La revelación cayó sobre Miranda como un cubo de agua congelada. Sus certezas, todo por lo que había entrenado y arriesgado su vida en los últimos años, comenzaron a desmoronarse bajo la luz de la luna de las Azores. Miró a Gabriel a los ojos, buscando la mentira, el truco del corsario. Pero solo encontró una verdad cruda y dolorosa.

—Mientes... —susurró ella, aunque su propia voz carecía de convicción.

—No miento. Compruébalo tú misma. Conoces los códigos del Ministerio. Lee la página catorce del cuaderno. El nombre de Sterling está allí, firmado con su propio sello de lacre.

Miranda se quedó sin habla, sintiendo el frío de la noche calar en sus huesos. La traición de su propio gobierno la dejaba completamente desamparada en mitad del océano. De pronto, se sintió increíblemente pequeña, despojada de sus títulos, de su misión y de su armadura.

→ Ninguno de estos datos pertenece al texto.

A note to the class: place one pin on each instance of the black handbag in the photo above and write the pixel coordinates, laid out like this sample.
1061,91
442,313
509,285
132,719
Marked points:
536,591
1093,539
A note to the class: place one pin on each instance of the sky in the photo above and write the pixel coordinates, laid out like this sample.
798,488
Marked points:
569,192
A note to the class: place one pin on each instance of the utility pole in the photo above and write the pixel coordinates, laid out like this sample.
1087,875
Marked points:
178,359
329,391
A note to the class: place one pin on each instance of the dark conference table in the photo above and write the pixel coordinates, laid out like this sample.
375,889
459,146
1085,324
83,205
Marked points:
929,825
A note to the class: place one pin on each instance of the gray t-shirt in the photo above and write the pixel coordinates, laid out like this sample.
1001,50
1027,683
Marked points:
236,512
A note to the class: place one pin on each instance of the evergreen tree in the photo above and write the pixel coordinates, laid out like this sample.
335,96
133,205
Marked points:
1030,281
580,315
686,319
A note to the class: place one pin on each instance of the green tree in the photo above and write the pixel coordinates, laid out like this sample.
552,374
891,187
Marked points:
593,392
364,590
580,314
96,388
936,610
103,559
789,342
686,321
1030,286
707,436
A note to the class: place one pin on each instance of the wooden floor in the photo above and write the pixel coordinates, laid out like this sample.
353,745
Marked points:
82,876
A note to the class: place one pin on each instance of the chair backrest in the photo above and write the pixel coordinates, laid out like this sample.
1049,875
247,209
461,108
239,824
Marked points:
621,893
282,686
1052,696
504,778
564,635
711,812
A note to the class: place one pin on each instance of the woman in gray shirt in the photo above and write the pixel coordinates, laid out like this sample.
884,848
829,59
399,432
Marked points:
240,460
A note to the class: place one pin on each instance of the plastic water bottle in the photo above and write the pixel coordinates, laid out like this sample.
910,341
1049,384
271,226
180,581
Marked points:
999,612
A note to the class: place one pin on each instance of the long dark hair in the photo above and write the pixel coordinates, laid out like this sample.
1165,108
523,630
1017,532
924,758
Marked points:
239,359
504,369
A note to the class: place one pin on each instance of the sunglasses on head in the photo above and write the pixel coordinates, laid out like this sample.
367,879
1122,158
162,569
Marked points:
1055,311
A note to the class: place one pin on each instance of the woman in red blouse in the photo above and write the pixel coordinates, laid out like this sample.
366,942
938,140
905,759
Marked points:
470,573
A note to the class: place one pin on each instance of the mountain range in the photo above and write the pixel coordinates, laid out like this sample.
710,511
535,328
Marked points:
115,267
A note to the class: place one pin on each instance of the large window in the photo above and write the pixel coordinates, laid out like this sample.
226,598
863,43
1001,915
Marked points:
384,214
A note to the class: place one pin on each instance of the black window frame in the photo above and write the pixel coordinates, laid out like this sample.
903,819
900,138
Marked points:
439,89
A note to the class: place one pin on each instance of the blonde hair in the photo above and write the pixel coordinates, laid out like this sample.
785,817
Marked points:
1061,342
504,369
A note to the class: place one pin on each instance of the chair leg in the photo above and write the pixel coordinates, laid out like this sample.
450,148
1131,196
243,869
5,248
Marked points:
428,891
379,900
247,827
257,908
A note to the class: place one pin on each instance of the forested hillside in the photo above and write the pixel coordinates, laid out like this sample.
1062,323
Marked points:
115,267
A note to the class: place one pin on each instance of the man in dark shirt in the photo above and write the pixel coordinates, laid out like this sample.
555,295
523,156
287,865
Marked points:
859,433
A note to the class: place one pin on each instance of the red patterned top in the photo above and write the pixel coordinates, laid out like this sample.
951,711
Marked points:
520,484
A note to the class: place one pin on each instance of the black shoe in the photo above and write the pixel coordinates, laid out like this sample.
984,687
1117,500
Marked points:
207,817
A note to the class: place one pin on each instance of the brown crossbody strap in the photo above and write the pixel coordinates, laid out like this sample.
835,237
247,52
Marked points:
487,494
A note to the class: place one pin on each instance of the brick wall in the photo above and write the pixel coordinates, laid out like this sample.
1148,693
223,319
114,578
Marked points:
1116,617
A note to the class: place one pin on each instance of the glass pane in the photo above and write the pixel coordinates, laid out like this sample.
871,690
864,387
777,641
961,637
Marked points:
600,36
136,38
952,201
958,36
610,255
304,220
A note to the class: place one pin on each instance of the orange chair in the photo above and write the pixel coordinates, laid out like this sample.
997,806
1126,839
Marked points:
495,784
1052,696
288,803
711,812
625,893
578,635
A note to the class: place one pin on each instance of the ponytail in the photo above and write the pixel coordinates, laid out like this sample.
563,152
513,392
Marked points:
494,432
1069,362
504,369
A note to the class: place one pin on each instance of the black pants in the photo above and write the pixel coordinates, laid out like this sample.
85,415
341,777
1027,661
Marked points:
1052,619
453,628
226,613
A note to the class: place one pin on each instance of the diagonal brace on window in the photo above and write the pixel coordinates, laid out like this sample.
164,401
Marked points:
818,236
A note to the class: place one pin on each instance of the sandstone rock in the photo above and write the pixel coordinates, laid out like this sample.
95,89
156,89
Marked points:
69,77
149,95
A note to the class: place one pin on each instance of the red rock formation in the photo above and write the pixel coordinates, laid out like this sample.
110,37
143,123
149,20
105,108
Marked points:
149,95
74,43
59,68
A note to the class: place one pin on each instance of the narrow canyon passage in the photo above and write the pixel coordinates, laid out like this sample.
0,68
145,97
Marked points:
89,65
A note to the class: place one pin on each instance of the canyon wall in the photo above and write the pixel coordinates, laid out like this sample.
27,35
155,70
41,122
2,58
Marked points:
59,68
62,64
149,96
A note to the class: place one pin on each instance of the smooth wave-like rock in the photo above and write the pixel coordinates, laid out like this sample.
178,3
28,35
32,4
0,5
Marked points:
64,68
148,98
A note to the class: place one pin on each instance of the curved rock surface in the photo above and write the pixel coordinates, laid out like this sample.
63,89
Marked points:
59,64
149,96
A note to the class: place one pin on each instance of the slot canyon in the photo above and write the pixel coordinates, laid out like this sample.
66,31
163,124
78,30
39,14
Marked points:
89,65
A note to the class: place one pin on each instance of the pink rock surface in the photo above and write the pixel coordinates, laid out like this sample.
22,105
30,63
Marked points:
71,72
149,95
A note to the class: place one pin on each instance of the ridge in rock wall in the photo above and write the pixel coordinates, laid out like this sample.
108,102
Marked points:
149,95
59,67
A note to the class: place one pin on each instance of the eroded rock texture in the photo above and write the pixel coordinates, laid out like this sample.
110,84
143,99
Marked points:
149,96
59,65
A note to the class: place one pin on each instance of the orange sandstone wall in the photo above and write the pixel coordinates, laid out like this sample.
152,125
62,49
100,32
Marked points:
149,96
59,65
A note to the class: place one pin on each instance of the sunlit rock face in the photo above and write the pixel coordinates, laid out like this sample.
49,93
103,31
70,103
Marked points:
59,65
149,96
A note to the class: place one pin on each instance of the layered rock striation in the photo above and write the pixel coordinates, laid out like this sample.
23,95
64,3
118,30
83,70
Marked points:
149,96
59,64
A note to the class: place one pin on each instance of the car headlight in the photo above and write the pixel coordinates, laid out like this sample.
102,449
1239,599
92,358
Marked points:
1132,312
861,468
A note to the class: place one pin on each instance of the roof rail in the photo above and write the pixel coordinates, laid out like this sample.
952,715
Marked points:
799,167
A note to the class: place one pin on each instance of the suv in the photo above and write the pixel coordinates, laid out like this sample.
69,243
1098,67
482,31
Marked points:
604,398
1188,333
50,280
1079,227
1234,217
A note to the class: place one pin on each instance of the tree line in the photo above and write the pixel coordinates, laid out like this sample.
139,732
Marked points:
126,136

Gabriel la observó en silencio. La furia que había mostrado segundos antes se disipó, reemplazada por una sutil ternura. Dio un paso más, rompiendo el último espacio que los separaba. Extendió la mano y, con una delicadeza infinita, acunó la mejilla de Miranda con la palma. Su piel estaba cálida y olía a vino y sal.

—Ya no tienes que huir, Miranda —susurró él, acercando su rostro al de ella—. Ya no hay misiones. Solo estamos tú, yo y el mar.

Miranda levantó la vista, con los ojos empañados por una mezcla de rabia y desolación. La proximidad de Gabriel, su calor en medio de la noche atlántica fue un imán irresistible. Rompiendo todas las reglas de la lógica y el deber, Miranda se inclinó hacia adelante y buscó sus labios.

El beso comenzó con la desesperación de dos náufragos que se aferran a la misma tabla de salvación. Fue un choque de dientes, labios y respiraciones contenidas en mitad de la cubierta a oscuras. Gabriel la rodeó con sus brazos fuertes, pegando el cuerpo de ella contra el suyo con una urgencia que amenazaba con devorarla, mientras sus manos se enredaban en el cabello castaño de Miranda, que se había soltado de la trenza.

Era un beso prohibido, cargado de secretos y de la certeza de que, a partir de esa noche, el mapa de sus vidas había cambiado para siempre.